The business of begging

Xiao Hua tried to escape from his "parents" but he failed - again.

The 13-year-old has congenital disfigured feet so he can only get around by using his hands and arms to push his body on a simple wooden board with wheels.

His "parents", Gong Baoliang and Wang Sulan found him trying to flee and they dragged him back to his "home" on an overpass in Beijing.

The noise draws the attention of a policeman who is on duty. Xiao weeps, saying the couple is not his parents, but his bosses who have him rented as a beggar.

Xiao is from a poverty-stricken family in Central China's Henan Province. Gong and Wang talked to Xiao's parents, claiming they wanted to take him back to Beijing to have him run their business in Beijing. Thinking their son would have a better life in the big city, his parents agreed and were promised 6,000 yuan (US$779) a year.

But Xiao's life in the Chinese capital was far from prosperous. Gong and Wang's business was in fact forcing Xiao to beg on the streets.

"I have no other alternative but to escape, " he said.

This was the fourth time Xiao tried to escape - and failed. Last winter, he took a train to Shijiazhang, a city in North China's Hebei province after he could not bear the abuse from his bosses.

"I have only one meal every day," Xiao explained. If he was not able to make enough money that day from begging, his bosses will beat him.

Xiao has been begging for five years now. And he has begged in many places, including Chongqing, Hangzhou, Wuhan and Tianjin. Beijing is his fifth city and he has been there for two years.

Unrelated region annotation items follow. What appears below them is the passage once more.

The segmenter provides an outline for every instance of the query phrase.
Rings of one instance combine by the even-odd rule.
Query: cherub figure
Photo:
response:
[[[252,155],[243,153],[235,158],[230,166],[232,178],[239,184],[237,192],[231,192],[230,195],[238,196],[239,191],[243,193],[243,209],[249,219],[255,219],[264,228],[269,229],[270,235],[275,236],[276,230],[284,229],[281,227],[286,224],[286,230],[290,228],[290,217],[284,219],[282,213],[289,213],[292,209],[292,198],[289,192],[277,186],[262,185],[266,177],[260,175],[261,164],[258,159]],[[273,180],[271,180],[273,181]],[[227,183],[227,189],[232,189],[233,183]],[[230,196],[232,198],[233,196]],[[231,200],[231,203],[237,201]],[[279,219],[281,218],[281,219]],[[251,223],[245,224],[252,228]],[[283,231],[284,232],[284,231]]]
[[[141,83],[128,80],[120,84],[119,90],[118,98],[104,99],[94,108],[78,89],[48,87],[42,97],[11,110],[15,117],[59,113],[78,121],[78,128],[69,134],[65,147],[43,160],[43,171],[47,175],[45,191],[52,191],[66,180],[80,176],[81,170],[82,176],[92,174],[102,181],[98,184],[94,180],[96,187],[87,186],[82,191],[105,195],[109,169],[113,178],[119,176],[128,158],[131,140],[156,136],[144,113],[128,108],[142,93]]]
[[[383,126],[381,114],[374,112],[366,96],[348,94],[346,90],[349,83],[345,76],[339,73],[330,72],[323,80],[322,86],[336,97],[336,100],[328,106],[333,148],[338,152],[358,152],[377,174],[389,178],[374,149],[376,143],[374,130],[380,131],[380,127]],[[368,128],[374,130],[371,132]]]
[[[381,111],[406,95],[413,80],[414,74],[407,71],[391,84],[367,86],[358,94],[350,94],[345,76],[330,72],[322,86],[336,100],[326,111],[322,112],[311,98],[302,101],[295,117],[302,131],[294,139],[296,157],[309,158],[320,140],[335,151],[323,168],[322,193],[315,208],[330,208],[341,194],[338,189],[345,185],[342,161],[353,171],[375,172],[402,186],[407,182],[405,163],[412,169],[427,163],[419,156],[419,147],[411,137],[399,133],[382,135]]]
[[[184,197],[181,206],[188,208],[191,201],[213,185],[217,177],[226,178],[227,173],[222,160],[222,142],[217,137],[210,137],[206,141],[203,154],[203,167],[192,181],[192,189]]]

He is not the only victim of a fast-growing begging business in China. The exploitation of disabled beggars is a common sight in Beijing, on roadsides, overpasses, and bus stops where they try to win sympathy from passersby.

The Chinese government is trying to help beggars out of their dire situations. In 2003, the central government implemented the Management of Street Beggars in Cities plan, with stations that provide food and shelter for the homeless in major cities.

But the aid stations say they need more help in getting the growing numbers of people off the streets.

Although the beggars can get help at aid stations, they would rather stay on the streets where they can make money, says Renmin University Professor Li Yingsheng.

"The poorest beggars who cannot make a living don't want to seek help because they think the station will not solve their problems," he said.